While Dargan did not acquire the same sort of reputation as an employer as another well-known Irish railway builder, William Martin Murphy, he did manage to antagonize some of his workers into a week-long strike during the construction of the Dublin-Kingstown line. The strike ended when he agreed to pay his employees based on their productivity. Unconnected with the strike, Dargan’s workers managed to scandalize some of the delicately nurtured inhabitants of South County Dublin by bathing in the sea during their lunch breaks in what was described as ‘an indelicate state’.

Dargan was responsible for the construction of almost 1000 miles of railway line in Ireland and for the building of, amongst other huge projects, the Ulster Canal between Lough Erne and Lough Neagh. He also reclaimed land in Belfast Lough on which now stands the Harland and Wolff shipyard. 

Dargan, although well insulated by his growing wealth, lived through the horrors of the Great Famine. He was instrumental in restoring some of the country’s morale in the wake of that catastrophe when he spent £100,000 on the Dublin Industrial Exhibition of 1853 located on what is now Leinster Lawn, overlooking Merrion Square.

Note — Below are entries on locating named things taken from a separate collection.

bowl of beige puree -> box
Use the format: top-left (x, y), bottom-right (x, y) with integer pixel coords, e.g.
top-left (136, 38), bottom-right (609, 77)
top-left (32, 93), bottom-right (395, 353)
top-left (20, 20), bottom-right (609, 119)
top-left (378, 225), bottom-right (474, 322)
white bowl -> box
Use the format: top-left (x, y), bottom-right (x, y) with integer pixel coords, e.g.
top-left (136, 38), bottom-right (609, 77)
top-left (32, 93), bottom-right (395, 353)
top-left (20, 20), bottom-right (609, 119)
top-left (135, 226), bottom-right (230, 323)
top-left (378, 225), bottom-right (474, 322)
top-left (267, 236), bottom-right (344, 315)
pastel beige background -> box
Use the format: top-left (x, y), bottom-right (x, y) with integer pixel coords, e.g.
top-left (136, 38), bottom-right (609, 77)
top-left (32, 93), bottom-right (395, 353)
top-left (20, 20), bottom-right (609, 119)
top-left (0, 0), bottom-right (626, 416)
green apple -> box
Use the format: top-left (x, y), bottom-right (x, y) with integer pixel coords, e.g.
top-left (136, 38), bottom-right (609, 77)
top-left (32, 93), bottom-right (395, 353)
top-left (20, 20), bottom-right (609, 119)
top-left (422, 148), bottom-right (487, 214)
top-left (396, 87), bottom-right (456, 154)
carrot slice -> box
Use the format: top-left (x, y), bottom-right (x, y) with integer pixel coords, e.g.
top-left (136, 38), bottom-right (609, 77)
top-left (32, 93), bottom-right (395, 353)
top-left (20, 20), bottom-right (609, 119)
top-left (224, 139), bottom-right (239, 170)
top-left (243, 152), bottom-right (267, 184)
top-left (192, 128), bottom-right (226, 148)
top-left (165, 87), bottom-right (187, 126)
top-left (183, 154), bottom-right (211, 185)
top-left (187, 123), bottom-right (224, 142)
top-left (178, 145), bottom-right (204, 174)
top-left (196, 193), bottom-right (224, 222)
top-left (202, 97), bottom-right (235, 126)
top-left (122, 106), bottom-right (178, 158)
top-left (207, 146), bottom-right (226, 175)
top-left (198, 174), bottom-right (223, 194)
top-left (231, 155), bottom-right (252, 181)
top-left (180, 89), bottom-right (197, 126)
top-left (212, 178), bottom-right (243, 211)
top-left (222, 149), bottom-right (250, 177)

The exhibition ended up costing him £20,000. At its conclusion a new National Gallery was built on the site. Today the gallery contains a Dargan wing, and that statue of the great engineer, which was erected near the front entrance and unveiled in 1863. The iconic Luas bridge in Dundrum, completed in 2004, is also named after him. The Nine Arches viaduct in Milltown, still used today in running the Luas line, is yet another Dargan construction.

As would William Martin Murphy in 1907, Dargan declined a knighthood more than half a century before. In 1853, on one of her four visits to the country Queen Victoria actually came to call on Dargan in his mansion at Mount Anville. She sought to make him a baronet. Again he declined the offer.

Dargan was renowned for his humanity and his generous dealings with businesses on the brink of extinction during and after the Famine. This may not have been entirely altruistic. He is reputed to have observed on occasions that ‘A spoonful of honey will catch more flies than a gallon of vinegar.’ When he died in 1867 he had acquired a reputation as ‘The Workman’s Friend’ having provided employment to thousands – his funeral was, reportedly, the largest in Dublin since that of Daniel O’Connell twenty years before.

 William Dargan, railway builder, businessman and philanthropist was born 215 years ago, on this day.